Três meses após a Austrália implementar a proibição de acesso às redes sociais para menores de 16 anos, a maior parte dos adolescentes segue utilizando essas plataformas, conforme revelou um relatório da eSafety.
O relatório da eSafety indicou que a eficácia da nova regulamentação foi diminuída pela ausência de sistemas adequados para a verificação da idade dos usuários.
O resultado ficou aquém do esperado
Na prática, as alterações foram mínimas. Segundo a Reuters, mais de oito em cada dez adolescentes ainda acessavam pelo menos uma rede social alguns meses após a lei entrar em vigor, em 10 de dezembro do ano anterior. Antes da nova norma, aproximadamente 86% dos jovens entrevistados usavam pelo menos uma plataforma com restrição etária. Após a mudança, esse índice se manteve acima de 81%, o que representa uma redução considerada pequena.
A eSafety atribuiu este cenário à dificuldade das próprias plataformas em confirmar corretamente a idade dos usuários. A maioria dos menores de 16 anos que possuíam contas prévias conseguiu mantê-las ou criar novas contas três meses depois, citando a falta de mecanismos eficazes das plataformas para checar a idade.
O levantamento detalhou vários pontos: mais de 8 em cada 10 adolescentes continuaram a usar redes sociais; a proporção de contas diminuiu de 52% para 42%; o uso diário permaneceu quase estável, caindo de cerca de 60% para 58%; e o uso do Reddit cresceu de 6% para mais de 9%, além de haver aumento no uso de aplicativos de mensagens e jogos online.
A verificação de idade permanece um desafio
Cerca de metade dos adolescentes que mantiveram suas contas relatou que a plataforma jamais verificou sua idade. Outros mencionaram que seus perfis já indicavam 16 anos ou mais, ou que os sistemas erroneamente os classificaram como mais velhos.
Estes achados corroboram avaliações anteriores da eSafety e impulsionaram uma investigação sobre possível descumprimento da legislação por parte de Facebook, Instagram, Snapchat, TikTok e YouTube. A agência reguladora informou que, embora a eSafety tenha notado algumas melhorias por parte da indústria desde a atualização de março sobre a idade mínima, persistem preocupações quanto ao cumprimento da regra por estas cinco plataformas.
A rotina dos adolescentes mudou pouco
A pesquisa também constatou poucas modificações nas atividades cotidianas dos jovens, como práticas esportivas, exercícios físicos, artes, música, convívio com amigos e familiares, e participação em eventos comunitários.
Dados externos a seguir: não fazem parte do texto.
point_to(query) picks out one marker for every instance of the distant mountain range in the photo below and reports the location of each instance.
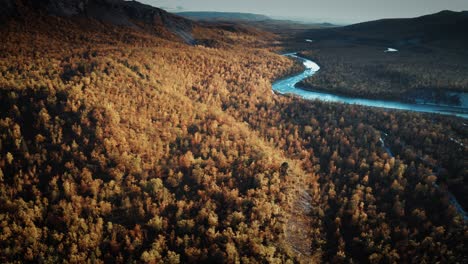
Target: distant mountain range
(223, 16)
(446, 27)
(116, 12)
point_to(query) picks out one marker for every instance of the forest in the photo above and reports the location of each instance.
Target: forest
(122, 146)
(368, 72)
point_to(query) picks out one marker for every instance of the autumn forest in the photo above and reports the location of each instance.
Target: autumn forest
(124, 145)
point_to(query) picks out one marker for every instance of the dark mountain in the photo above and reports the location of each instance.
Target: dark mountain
(116, 12)
(223, 16)
(442, 28)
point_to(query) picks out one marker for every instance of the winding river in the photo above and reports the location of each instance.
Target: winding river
(288, 86)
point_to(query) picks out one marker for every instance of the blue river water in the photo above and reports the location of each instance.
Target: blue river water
(288, 86)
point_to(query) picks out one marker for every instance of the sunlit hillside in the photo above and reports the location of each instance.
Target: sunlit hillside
(131, 145)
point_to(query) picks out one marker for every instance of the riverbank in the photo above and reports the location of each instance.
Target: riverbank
(289, 86)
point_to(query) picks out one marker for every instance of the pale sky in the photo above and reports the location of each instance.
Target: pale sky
(338, 11)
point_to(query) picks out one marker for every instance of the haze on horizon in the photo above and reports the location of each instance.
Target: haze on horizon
(335, 11)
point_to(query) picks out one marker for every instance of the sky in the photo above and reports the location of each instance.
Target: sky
(335, 11)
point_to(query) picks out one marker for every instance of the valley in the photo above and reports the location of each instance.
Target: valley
(169, 140)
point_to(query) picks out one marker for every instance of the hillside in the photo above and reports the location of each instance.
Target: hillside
(116, 12)
(223, 16)
(428, 63)
(124, 145)
(443, 28)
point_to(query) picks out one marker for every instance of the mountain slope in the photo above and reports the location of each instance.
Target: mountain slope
(223, 16)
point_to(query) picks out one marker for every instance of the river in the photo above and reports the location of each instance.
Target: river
(288, 86)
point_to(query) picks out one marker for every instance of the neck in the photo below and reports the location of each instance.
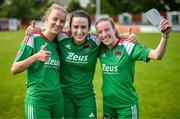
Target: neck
(113, 44)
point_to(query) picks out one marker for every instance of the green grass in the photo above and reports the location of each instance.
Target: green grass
(156, 82)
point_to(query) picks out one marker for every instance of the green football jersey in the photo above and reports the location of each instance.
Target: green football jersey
(118, 73)
(78, 64)
(42, 77)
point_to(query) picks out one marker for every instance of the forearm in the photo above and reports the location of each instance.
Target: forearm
(158, 53)
(20, 66)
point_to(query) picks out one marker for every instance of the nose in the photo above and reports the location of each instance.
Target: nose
(79, 30)
(103, 33)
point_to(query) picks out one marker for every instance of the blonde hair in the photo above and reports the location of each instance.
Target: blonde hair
(52, 7)
(111, 22)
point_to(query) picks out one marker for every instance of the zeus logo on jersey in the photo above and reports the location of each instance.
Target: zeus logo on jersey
(52, 63)
(109, 69)
(77, 58)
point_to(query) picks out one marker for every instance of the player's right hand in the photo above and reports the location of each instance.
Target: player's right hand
(32, 29)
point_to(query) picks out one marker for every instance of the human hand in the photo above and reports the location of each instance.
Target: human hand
(131, 36)
(165, 27)
(32, 29)
(43, 55)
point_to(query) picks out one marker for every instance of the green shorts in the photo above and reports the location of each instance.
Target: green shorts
(131, 112)
(80, 107)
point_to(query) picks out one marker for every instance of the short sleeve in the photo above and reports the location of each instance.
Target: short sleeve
(26, 49)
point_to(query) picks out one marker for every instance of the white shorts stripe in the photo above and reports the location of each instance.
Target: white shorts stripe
(134, 112)
(30, 112)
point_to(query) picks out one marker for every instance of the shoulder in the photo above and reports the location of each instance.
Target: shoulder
(94, 38)
(62, 36)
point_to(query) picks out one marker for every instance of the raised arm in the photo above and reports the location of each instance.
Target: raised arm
(20, 66)
(158, 53)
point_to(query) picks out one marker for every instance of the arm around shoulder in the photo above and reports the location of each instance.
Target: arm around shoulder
(20, 66)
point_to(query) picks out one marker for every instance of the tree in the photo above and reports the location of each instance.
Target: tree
(73, 5)
(24, 9)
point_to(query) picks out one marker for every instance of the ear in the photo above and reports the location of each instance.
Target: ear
(46, 18)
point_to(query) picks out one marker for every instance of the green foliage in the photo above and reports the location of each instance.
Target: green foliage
(73, 5)
(156, 82)
(24, 9)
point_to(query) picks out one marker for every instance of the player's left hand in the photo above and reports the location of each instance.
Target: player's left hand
(165, 27)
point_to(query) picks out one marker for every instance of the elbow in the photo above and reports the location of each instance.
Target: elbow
(13, 71)
(158, 57)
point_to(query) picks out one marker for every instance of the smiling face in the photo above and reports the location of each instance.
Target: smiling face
(79, 29)
(55, 21)
(106, 32)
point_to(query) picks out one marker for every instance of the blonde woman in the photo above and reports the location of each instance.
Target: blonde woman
(38, 54)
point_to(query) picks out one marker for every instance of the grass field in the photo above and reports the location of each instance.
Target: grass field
(157, 82)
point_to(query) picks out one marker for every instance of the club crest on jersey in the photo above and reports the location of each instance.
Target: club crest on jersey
(117, 53)
(72, 57)
(110, 69)
(86, 46)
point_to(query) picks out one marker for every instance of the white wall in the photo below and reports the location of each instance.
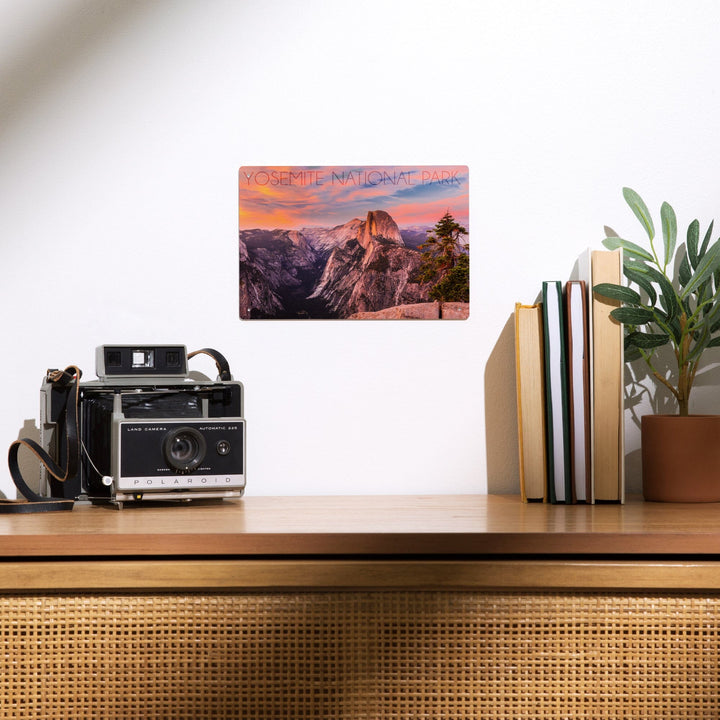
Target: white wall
(123, 125)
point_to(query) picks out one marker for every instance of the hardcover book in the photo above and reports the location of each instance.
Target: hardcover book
(354, 242)
(556, 394)
(530, 378)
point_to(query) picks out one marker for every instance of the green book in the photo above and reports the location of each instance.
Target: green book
(557, 413)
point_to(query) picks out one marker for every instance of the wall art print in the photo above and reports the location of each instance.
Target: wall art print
(354, 242)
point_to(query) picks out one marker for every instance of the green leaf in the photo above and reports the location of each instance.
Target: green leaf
(633, 316)
(706, 267)
(706, 241)
(669, 225)
(667, 292)
(617, 292)
(692, 242)
(639, 277)
(640, 209)
(685, 271)
(613, 243)
(646, 341)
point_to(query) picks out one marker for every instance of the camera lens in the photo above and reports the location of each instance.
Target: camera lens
(184, 449)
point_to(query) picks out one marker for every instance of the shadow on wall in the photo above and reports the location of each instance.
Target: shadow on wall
(501, 436)
(66, 36)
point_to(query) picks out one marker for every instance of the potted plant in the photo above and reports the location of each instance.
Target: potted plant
(676, 303)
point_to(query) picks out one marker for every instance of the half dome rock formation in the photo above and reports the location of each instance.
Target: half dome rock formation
(360, 266)
(371, 272)
(379, 225)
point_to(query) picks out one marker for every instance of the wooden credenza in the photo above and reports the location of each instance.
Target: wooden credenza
(362, 607)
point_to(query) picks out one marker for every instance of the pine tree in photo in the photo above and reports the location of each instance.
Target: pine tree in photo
(445, 261)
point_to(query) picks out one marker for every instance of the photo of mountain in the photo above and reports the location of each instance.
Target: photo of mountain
(335, 242)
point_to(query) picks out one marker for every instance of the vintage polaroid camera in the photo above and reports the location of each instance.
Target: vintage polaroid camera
(147, 429)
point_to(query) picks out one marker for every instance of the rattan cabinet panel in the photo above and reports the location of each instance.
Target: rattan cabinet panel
(361, 608)
(373, 655)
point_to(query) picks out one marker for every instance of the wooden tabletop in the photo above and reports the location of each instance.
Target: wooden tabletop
(366, 526)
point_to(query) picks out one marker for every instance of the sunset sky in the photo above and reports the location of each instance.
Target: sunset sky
(273, 197)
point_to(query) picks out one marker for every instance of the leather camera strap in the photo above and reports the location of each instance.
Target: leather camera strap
(222, 364)
(68, 378)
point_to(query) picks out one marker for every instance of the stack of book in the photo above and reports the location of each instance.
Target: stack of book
(569, 371)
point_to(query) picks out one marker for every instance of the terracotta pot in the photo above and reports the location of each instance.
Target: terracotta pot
(681, 458)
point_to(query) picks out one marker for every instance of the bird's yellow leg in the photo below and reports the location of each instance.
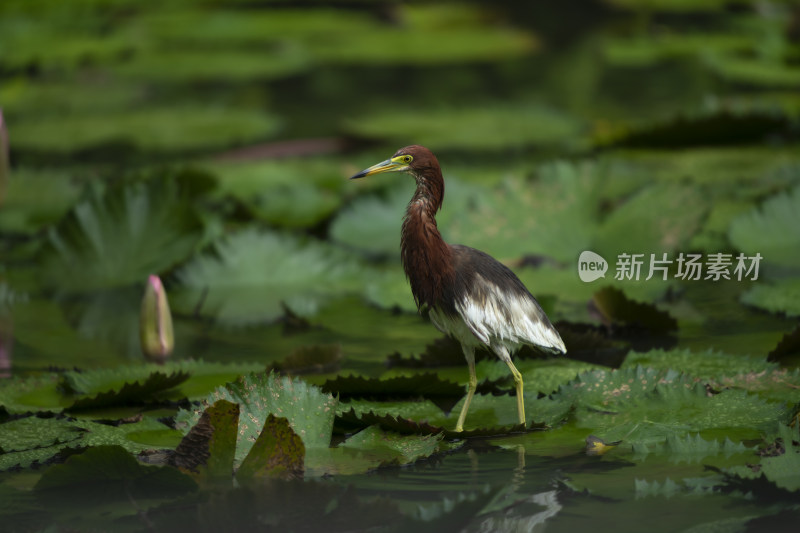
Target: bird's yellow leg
(469, 354)
(518, 383)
Adicionalmente, mais de 65% dos jovens afirmaram que a proibição não afetou suas vidas. O estudo também apontou que os pais passaram a monitorar menos o uso das redes sociais pelos filhos, o que pode complicar a detecção de riscos e retardar intervenções caso surjam problemas no ambiente digital.
Este relatório baseou-se em dados coletados de mais de 4 mil crianças e famílias antes da vigência da lei e três meses após. Trata-se do primeiro relatório de um acompanhamento planejado para dois anos, visando avaliar os efeitos desta política australiana, pioneira globalmente.